Interpretive kiosk will be added to Dallas arboretum

DALLAS -- Ever wonder how important the plants in the Delbert Hunter Arboretum once were to this region's Native tribes?

DALLAS -- Ever wonder how important the plants in the Delbert Hunter Arboretum once were to this region's Native tribes?

This summer, a new arboretum feature will show how Native American tribes once interacted with the region's plant life.

Through a partnership with the Confederated Tribes of Grand Ronde's Ceded Lands program, an informational kiosk will be installed in July.

The Ceded Lands program places detailed signs and maps on lands Native American tribes in Western Oregon ceded to the federal government when they were forced to move the Grand Ronde Reservation. The signs provide information about the tribe's history in those regions.

"It's really been a desire of the Tribe as far back as I can remember to engage the public," said Michael Karnosh, the manager for the project. "The Tribe's history is something that is not often in public schools or places that are easily accessible."

Signs are placed in parks or other public places.
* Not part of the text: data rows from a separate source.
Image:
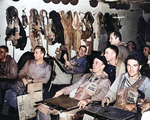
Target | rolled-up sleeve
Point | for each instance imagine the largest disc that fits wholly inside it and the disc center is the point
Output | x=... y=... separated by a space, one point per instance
x=102 y=90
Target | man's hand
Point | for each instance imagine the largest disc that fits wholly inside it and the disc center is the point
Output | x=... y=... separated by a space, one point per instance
x=130 y=107
x=44 y=109
x=65 y=57
x=105 y=100
x=60 y=92
x=25 y=82
x=68 y=64
x=144 y=107
x=82 y=103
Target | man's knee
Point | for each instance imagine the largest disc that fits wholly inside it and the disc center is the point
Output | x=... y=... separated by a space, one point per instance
x=87 y=117
x=41 y=116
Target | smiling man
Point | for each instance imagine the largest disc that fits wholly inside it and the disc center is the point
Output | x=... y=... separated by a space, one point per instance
x=91 y=87
x=76 y=66
x=36 y=70
x=126 y=90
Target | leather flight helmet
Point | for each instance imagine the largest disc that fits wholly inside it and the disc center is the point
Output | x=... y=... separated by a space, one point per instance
x=74 y=2
x=46 y=1
x=65 y=2
x=56 y=1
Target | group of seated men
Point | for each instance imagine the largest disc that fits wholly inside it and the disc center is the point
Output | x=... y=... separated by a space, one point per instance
x=108 y=79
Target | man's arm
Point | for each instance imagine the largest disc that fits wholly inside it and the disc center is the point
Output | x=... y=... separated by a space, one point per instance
x=102 y=90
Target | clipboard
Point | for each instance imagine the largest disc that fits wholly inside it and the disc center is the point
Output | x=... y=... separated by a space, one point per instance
x=109 y=112
x=62 y=103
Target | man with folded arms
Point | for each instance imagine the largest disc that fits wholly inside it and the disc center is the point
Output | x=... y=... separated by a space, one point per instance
x=97 y=80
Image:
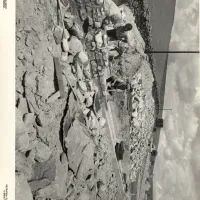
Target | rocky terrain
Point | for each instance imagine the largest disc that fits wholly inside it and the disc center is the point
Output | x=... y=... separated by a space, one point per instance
x=65 y=133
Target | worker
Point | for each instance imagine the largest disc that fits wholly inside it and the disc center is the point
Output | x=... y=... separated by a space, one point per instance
x=119 y=33
x=115 y=83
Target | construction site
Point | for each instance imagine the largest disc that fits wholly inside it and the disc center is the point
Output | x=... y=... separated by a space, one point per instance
x=86 y=107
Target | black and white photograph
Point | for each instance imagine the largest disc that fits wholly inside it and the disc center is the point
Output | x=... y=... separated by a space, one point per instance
x=106 y=100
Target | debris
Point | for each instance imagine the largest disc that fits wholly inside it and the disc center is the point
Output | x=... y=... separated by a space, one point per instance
x=89 y=102
x=65 y=3
x=39 y=184
x=42 y=152
x=68 y=20
x=77 y=31
x=75 y=45
x=29 y=118
x=82 y=58
x=82 y=86
x=83 y=14
x=53 y=97
x=22 y=188
x=45 y=170
x=20 y=56
x=64 y=56
x=79 y=72
x=80 y=96
x=37 y=61
x=87 y=162
x=84 y=196
x=66 y=34
x=98 y=39
x=22 y=165
x=97 y=24
x=65 y=45
x=59 y=77
x=99 y=2
x=58 y=34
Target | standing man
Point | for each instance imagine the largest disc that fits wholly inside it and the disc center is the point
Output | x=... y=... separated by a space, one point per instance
x=119 y=33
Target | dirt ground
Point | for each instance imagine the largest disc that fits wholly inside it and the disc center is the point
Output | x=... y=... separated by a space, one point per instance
x=65 y=136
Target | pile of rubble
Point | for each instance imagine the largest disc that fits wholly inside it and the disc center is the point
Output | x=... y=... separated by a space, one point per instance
x=142 y=118
x=62 y=150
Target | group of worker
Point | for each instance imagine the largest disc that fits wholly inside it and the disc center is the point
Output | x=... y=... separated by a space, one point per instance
x=118 y=35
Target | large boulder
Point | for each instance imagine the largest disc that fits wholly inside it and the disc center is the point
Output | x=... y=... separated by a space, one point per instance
x=75 y=142
x=57 y=189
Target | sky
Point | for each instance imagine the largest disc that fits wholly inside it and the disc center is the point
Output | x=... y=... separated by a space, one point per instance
x=177 y=167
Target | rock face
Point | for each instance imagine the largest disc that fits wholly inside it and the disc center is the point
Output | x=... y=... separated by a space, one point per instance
x=42 y=152
x=22 y=188
x=19 y=124
x=79 y=149
x=75 y=45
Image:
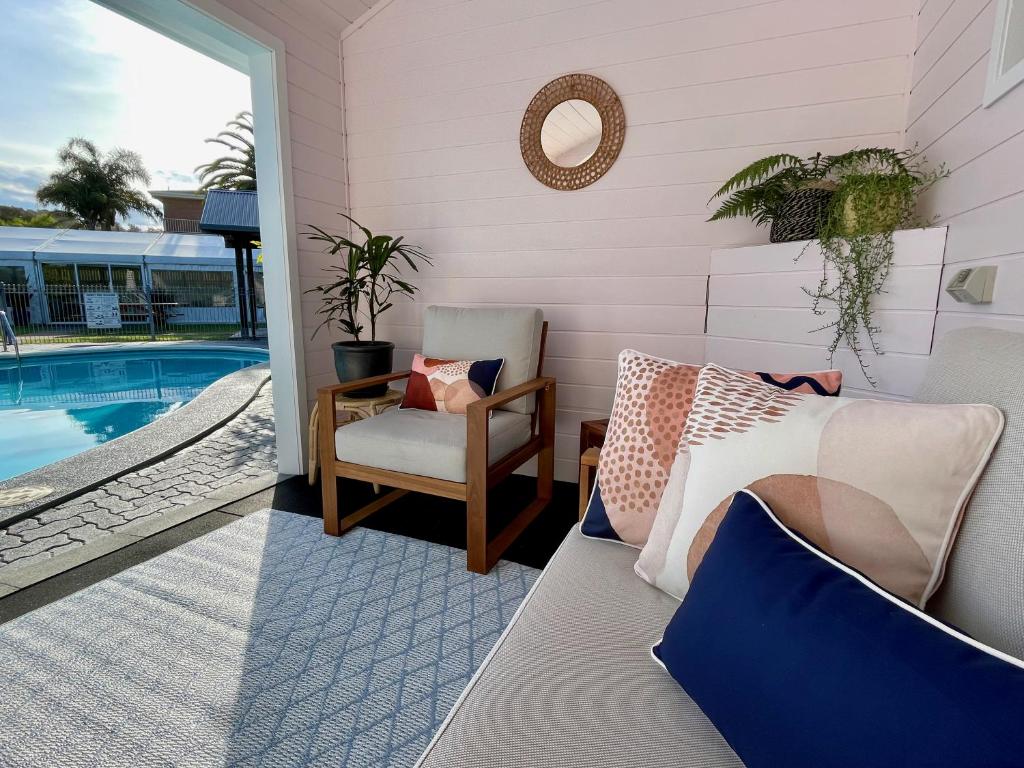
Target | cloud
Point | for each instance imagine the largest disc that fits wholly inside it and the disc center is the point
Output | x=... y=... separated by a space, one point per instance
x=72 y=68
x=18 y=184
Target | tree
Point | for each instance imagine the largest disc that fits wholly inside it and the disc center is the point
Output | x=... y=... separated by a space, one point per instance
x=238 y=170
x=96 y=188
x=41 y=219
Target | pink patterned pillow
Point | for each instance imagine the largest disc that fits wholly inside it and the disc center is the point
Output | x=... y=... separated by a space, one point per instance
x=653 y=397
x=449 y=386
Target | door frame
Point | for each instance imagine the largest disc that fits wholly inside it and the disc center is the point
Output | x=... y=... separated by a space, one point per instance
x=212 y=29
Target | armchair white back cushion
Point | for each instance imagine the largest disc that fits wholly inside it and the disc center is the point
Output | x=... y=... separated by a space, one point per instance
x=486 y=333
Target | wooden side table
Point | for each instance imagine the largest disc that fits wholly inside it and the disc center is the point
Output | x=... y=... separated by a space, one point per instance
x=592 y=434
x=591 y=439
x=356 y=408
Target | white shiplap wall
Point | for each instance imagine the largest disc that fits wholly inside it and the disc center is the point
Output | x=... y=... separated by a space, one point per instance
x=982 y=202
x=434 y=92
x=759 y=315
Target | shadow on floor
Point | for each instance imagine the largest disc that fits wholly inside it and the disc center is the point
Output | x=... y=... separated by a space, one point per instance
x=418 y=516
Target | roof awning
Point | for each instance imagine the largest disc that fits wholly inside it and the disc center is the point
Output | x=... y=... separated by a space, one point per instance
x=230 y=213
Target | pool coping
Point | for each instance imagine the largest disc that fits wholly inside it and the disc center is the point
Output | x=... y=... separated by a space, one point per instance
x=215 y=406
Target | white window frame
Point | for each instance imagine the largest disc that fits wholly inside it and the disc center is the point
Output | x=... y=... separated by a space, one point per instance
x=999 y=83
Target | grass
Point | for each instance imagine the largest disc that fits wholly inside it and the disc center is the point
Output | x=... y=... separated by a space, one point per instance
x=209 y=332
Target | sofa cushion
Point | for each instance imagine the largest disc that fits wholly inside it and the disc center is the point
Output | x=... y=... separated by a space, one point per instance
x=801 y=662
x=652 y=399
x=983 y=591
x=879 y=484
x=479 y=333
x=570 y=683
x=425 y=442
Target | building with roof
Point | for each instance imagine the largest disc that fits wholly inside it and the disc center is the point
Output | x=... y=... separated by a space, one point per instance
x=182 y=209
x=46 y=272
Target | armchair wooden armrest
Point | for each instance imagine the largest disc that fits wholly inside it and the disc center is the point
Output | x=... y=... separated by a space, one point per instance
x=327 y=395
x=486 y=404
x=480 y=474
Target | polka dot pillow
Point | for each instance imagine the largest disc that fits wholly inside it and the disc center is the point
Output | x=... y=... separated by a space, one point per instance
x=653 y=397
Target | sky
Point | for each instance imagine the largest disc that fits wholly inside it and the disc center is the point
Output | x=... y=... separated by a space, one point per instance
x=71 y=68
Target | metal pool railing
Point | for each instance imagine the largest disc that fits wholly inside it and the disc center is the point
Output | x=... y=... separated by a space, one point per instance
x=8 y=335
x=68 y=313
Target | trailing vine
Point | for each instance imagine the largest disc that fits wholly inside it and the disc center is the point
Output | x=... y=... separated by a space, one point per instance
x=876 y=195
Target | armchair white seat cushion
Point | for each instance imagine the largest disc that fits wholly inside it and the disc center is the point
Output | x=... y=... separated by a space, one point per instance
x=424 y=442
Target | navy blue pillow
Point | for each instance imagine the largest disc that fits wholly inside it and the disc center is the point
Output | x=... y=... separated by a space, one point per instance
x=801 y=662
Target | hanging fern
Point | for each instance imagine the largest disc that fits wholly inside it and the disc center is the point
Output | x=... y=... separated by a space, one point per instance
x=758 y=190
x=877 y=194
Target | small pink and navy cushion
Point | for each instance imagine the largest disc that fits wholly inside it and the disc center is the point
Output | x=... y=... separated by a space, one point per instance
x=801 y=662
x=448 y=386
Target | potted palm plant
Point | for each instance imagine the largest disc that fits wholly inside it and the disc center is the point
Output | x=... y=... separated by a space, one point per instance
x=363 y=288
x=790 y=193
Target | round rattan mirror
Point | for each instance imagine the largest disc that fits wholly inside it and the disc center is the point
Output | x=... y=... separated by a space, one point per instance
x=572 y=131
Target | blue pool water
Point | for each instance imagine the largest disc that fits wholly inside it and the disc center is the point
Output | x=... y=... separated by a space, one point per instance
x=55 y=406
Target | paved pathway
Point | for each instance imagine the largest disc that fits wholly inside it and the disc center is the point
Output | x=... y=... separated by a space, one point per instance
x=241 y=451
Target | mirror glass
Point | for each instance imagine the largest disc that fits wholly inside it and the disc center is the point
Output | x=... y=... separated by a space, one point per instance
x=571 y=133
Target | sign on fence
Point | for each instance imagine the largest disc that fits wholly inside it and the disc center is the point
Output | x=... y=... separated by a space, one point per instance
x=101 y=309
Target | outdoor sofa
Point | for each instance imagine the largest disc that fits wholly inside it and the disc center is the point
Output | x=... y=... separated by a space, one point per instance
x=571 y=682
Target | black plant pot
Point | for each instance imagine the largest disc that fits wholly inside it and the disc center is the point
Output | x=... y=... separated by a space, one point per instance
x=800 y=215
x=358 y=359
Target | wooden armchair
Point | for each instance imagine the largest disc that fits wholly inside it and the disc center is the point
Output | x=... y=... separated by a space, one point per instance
x=451 y=456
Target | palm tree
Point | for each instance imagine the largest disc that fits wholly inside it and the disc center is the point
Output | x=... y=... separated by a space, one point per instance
x=238 y=170
x=96 y=188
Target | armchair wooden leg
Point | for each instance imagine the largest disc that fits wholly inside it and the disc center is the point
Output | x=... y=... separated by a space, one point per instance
x=476 y=493
x=329 y=480
x=329 y=486
x=546 y=459
x=476 y=530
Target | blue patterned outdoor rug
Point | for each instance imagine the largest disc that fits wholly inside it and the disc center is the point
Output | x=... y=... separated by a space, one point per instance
x=264 y=643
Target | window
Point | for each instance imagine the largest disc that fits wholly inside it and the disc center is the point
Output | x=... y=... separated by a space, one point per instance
x=195 y=288
x=13 y=275
x=1006 y=64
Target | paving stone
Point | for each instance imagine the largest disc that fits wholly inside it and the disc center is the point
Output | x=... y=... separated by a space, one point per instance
x=39 y=549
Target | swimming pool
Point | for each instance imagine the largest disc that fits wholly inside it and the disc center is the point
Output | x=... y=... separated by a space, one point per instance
x=57 y=404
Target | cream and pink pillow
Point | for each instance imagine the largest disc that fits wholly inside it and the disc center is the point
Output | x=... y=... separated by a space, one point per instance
x=449 y=386
x=879 y=484
x=652 y=399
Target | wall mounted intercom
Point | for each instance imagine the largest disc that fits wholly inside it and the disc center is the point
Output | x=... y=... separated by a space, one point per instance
x=973 y=286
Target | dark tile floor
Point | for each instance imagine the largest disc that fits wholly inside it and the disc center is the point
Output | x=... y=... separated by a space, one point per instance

Since launching the project three years ago, signs have been or will be placed in Salem, Scio, Wilsonville, Ashland and other locations.

Nancy Lenon, the arboretum's curator, said the partnership began as a desire to highlight the plants Native tribes would have used or cultivated in a display.

"We started with just wanting to get some information from the Tribe about how plants were used," Lenon said.

Arboretum managers were told many of the plants were already present in other displays, making an additional feature unnecessary.

However, it turns out the arboretum was a good location for the Ceded Lands program.

"We were quite excited about it," Lenon said. "We just thought this was a beautiful match and immediately started thinking about where we were going to put it."

Karnosh said the kiosk will be three sided, each with a 3-foot-by-4-foot panel containing information about the arboretum, the region's history and native plants and their uses.

Plans are to place the kiosk in the arboretum's meadow feature.

"I like the location," Karnosh said. "It's really close to one of the main trails through the arboretum and I think it will look really nice there."

A dedication for the new kiosk will be scheduled during Summerfest.